As I mentioned in the previous post, Jeff Woods of the City Paper has conducted one of the most important interviews on equality in our state's history--a lengthy conservation with Governor Bill Haslam that includes lots of follow up. If you think that's an exaggeration, do you recall any reporter getting a previous governor of Tennessee on the record on this topic at such length?
Jeff Woods's relentless pressure exposes the lack of real public justification for job discrimination and HB600, the new law that protects such discrimination. I want to underline that word "public." By it, I mean, what can be articulated in some kind of justifying way to the whole citizenry of the state. I would contrast that with private and communal sorts of justifications. The private kind is what bigots say to themselves when they think no one else is listening. Communal sorts of justification are often based in some (but not all) religious strictures. Base bigotry and appeals to a particular faith community's understanding won't do in the public sphere. Woods knows that, and, if you read carefully, the Governor knows that, too. He resists trying to get into Rep. Glen Casada's mindset, for example.
The Governor's approach in the interview is really three-fold:
*Marriage: For the Governor, and probably for many, the phrase "gay rights" means marriage and one can understand Haslam reaching for that issue because he knows that most Tennesseans are unfortunately opposed to marriage equality. But talking about marriage is not the same thing as talking about job discrimination, and Woods continues to pull him back to the workplace.
*Regulation: The Governor attempts to frame the discussion as one about regulation of business. The Metro ordinance that inspired HB600 was a contracting standard, not a regulation on all businesses in Davidson County. But even if it were, why is it a burden to prevent discrimination? Woods reminds the Governor where the bill came from--Family Action Council of Tennessee--and that HB600 was never about business, but the Governor seems to cling to the idea.
*Business self-interest: The Governor tries to escape the dilemmas posed by Woods's questions by making an argument that companies ought to hire the best people:
I think this. I’ve said a hundred times, I think the people who hire the best team are going to win. If you take any part of the population and say I’m not going to hire those people willfully, I don’t think that’s a really smart business plan. I think businesses should have diverse hiring practices.

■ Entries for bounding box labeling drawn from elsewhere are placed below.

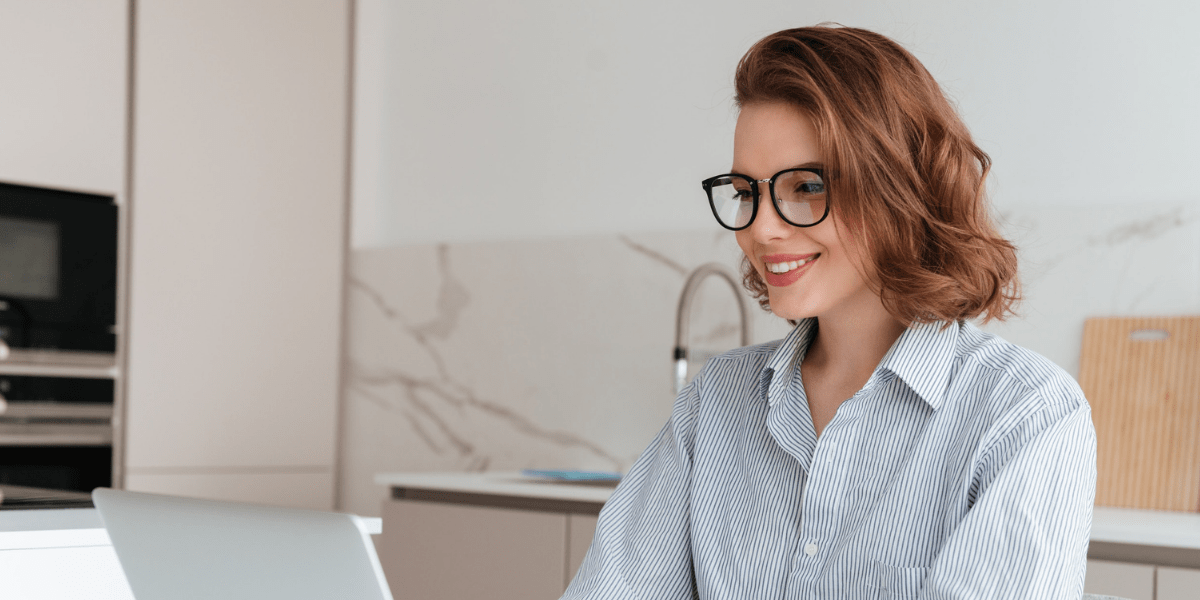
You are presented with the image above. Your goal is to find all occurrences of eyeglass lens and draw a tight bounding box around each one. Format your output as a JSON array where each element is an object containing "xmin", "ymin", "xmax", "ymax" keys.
[{"xmin": 709, "ymin": 170, "xmax": 827, "ymax": 229}]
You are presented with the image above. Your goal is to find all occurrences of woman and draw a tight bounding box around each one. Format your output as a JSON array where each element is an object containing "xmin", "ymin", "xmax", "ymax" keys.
[{"xmin": 564, "ymin": 26, "xmax": 1096, "ymax": 600}]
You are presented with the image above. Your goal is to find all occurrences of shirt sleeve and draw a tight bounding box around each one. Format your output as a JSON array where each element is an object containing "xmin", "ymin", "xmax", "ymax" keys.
[
  {"xmin": 563, "ymin": 373, "xmax": 703, "ymax": 600},
  {"xmin": 920, "ymin": 403, "xmax": 1096, "ymax": 600}
]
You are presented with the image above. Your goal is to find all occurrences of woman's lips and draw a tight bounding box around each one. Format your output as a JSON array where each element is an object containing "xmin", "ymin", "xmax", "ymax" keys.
[{"xmin": 762, "ymin": 252, "xmax": 821, "ymax": 288}]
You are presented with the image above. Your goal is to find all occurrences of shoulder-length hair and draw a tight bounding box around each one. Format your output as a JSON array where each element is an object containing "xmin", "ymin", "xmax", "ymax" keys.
[{"xmin": 736, "ymin": 26, "xmax": 1020, "ymax": 324}]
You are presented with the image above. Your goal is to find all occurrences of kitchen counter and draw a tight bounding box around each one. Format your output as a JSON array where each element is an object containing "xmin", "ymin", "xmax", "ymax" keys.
[{"xmin": 376, "ymin": 472, "xmax": 1200, "ymax": 569}]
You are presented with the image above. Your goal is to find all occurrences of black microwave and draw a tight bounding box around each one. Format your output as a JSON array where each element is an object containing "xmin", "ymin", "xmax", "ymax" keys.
[{"xmin": 0, "ymin": 184, "xmax": 116, "ymax": 353}]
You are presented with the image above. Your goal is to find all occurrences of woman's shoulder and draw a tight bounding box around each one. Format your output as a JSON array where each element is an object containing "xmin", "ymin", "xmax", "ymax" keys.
[{"xmin": 955, "ymin": 323, "xmax": 1087, "ymax": 410}]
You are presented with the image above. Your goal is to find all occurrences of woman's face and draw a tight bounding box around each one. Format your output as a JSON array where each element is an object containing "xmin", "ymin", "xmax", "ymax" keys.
[{"xmin": 733, "ymin": 103, "xmax": 880, "ymax": 319}]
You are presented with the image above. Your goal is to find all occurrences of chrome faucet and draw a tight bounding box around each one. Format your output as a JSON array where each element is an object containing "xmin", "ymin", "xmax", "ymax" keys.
[{"xmin": 674, "ymin": 263, "xmax": 750, "ymax": 395}]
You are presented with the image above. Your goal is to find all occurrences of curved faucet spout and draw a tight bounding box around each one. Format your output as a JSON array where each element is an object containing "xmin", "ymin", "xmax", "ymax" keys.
[{"xmin": 674, "ymin": 263, "xmax": 750, "ymax": 395}]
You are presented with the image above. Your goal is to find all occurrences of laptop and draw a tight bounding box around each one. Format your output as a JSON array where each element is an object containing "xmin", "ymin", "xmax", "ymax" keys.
[{"xmin": 92, "ymin": 487, "xmax": 392, "ymax": 600}]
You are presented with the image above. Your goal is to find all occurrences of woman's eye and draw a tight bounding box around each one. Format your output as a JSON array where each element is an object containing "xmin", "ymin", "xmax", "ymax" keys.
[{"xmin": 796, "ymin": 181, "xmax": 824, "ymax": 196}]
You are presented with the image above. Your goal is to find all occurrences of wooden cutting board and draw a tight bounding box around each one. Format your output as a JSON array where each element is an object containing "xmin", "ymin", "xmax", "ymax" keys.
[{"xmin": 1079, "ymin": 317, "xmax": 1200, "ymax": 511}]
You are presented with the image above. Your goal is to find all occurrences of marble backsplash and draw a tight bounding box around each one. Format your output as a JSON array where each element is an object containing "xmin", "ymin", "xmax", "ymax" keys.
[{"xmin": 338, "ymin": 203, "xmax": 1200, "ymax": 515}]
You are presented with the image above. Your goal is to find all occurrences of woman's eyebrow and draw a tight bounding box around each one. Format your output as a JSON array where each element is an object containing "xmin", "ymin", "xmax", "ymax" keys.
[{"xmin": 730, "ymin": 161, "xmax": 824, "ymax": 179}]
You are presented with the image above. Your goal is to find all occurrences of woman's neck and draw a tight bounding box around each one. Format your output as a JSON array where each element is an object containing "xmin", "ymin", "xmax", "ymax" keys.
[{"xmin": 804, "ymin": 295, "xmax": 905, "ymax": 384}]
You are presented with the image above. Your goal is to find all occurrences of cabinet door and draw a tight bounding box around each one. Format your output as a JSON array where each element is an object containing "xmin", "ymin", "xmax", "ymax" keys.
[
  {"xmin": 379, "ymin": 500, "xmax": 568, "ymax": 600},
  {"xmin": 0, "ymin": 0, "xmax": 130, "ymax": 196},
  {"xmin": 1156, "ymin": 566, "xmax": 1200, "ymax": 600},
  {"xmin": 565, "ymin": 515, "xmax": 600, "ymax": 584},
  {"xmin": 1084, "ymin": 560, "xmax": 1154, "ymax": 600},
  {"xmin": 126, "ymin": 0, "xmax": 349, "ymax": 509}
]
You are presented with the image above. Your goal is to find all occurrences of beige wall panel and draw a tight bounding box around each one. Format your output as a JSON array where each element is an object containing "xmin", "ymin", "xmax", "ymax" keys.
[
  {"xmin": 378, "ymin": 500, "xmax": 566, "ymax": 600},
  {"xmin": 125, "ymin": 470, "xmax": 334, "ymax": 510},
  {"xmin": 1154, "ymin": 566, "xmax": 1200, "ymax": 600},
  {"xmin": 127, "ymin": 0, "xmax": 349, "ymax": 472},
  {"xmin": 564, "ymin": 515, "xmax": 600, "ymax": 584},
  {"xmin": 1084, "ymin": 560, "xmax": 1154, "ymax": 600},
  {"xmin": 0, "ymin": 0, "xmax": 128, "ymax": 194}
]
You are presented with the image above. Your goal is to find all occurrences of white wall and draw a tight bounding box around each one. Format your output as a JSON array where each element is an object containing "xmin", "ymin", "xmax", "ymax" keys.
[{"xmin": 352, "ymin": 0, "xmax": 1200, "ymax": 247}]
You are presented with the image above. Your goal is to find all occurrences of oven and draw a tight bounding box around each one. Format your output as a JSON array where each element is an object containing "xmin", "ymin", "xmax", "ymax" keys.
[
  {"xmin": 0, "ymin": 184, "xmax": 118, "ymax": 353},
  {"xmin": 0, "ymin": 374, "xmax": 113, "ymax": 492}
]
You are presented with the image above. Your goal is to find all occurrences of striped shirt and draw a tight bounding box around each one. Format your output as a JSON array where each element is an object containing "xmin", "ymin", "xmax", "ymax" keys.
[{"xmin": 563, "ymin": 319, "xmax": 1096, "ymax": 600}]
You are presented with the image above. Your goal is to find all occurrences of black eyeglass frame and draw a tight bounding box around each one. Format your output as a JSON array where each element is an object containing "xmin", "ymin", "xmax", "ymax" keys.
[{"xmin": 700, "ymin": 167, "xmax": 829, "ymax": 232}]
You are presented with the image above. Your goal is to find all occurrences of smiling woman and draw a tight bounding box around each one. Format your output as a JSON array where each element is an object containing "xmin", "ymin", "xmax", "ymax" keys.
[{"xmin": 564, "ymin": 26, "xmax": 1096, "ymax": 600}]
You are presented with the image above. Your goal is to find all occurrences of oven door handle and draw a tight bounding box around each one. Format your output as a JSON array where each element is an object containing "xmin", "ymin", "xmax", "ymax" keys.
[{"xmin": 0, "ymin": 424, "xmax": 113, "ymax": 446}]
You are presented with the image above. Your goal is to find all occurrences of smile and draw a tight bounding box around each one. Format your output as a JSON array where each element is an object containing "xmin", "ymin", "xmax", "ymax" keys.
[{"xmin": 763, "ymin": 254, "xmax": 821, "ymax": 274}]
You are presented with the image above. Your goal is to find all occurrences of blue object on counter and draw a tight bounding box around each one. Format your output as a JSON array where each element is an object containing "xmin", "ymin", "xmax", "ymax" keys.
[{"xmin": 521, "ymin": 469, "xmax": 620, "ymax": 481}]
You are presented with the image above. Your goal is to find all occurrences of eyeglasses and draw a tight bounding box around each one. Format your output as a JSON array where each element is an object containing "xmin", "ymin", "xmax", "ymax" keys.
[{"xmin": 700, "ymin": 168, "xmax": 829, "ymax": 232}]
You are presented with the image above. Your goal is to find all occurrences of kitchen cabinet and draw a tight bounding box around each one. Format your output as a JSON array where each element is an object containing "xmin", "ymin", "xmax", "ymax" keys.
[
  {"xmin": 1154, "ymin": 566, "xmax": 1200, "ymax": 600},
  {"xmin": 1084, "ymin": 560, "xmax": 1154, "ymax": 600},
  {"xmin": 125, "ymin": 0, "xmax": 350, "ymax": 509},
  {"xmin": 0, "ymin": 0, "xmax": 130, "ymax": 194},
  {"xmin": 0, "ymin": 0, "xmax": 352, "ymax": 509},
  {"xmin": 378, "ymin": 473, "xmax": 611, "ymax": 600}
]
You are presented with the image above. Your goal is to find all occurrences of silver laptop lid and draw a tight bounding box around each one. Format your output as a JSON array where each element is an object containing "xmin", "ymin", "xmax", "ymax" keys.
[{"xmin": 92, "ymin": 487, "xmax": 392, "ymax": 600}]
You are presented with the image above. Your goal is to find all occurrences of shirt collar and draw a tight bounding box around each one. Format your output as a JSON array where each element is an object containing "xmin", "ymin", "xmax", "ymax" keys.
[
  {"xmin": 760, "ymin": 319, "xmax": 817, "ymax": 406},
  {"xmin": 876, "ymin": 323, "xmax": 962, "ymax": 410},
  {"xmin": 760, "ymin": 319, "xmax": 961, "ymax": 410}
]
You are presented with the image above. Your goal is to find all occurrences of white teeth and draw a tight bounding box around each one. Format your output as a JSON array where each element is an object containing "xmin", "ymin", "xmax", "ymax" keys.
[{"xmin": 767, "ymin": 256, "xmax": 817, "ymax": 274}]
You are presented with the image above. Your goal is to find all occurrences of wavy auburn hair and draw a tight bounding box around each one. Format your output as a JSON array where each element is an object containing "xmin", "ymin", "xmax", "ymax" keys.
[{"xmin": 736, "ymin": 25, "xmax": 1020, "ymax": 324}]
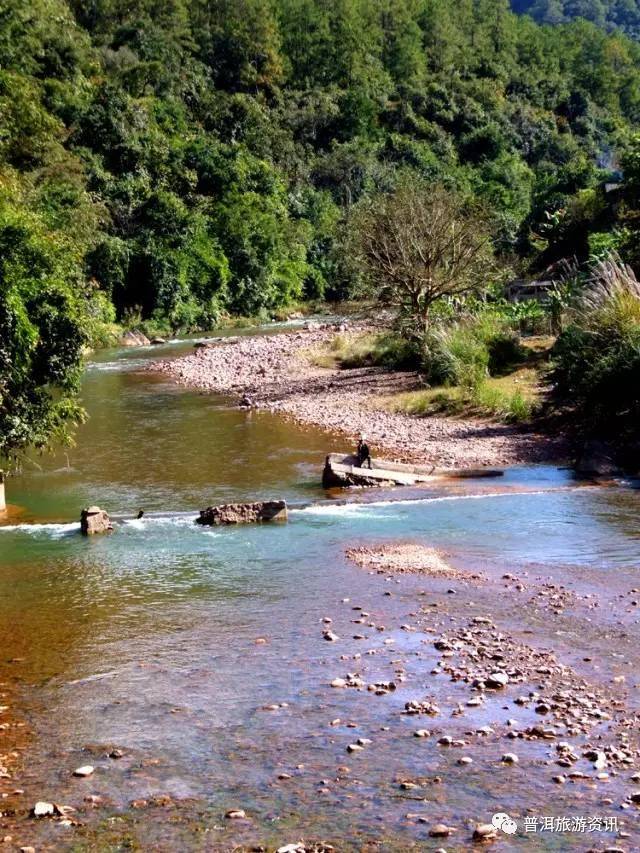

We agree, but why not put it in writing? At the very least, why not put it in writing for state government employees? That doesn't affect businesses at all. What is it about sexual orientation and gender identity that really defy the Governor's ability to include those categories explicitly in the law?
Woods tries to tease the answer out of the Governor. He tries to find out, for example, whether he thinks sexual orientation is a choice. The Governor won't say and, sadly, we may never know.
But if we didn't already know it, the interview has made it blisteringly clear. There is no solid, public justification for HB600.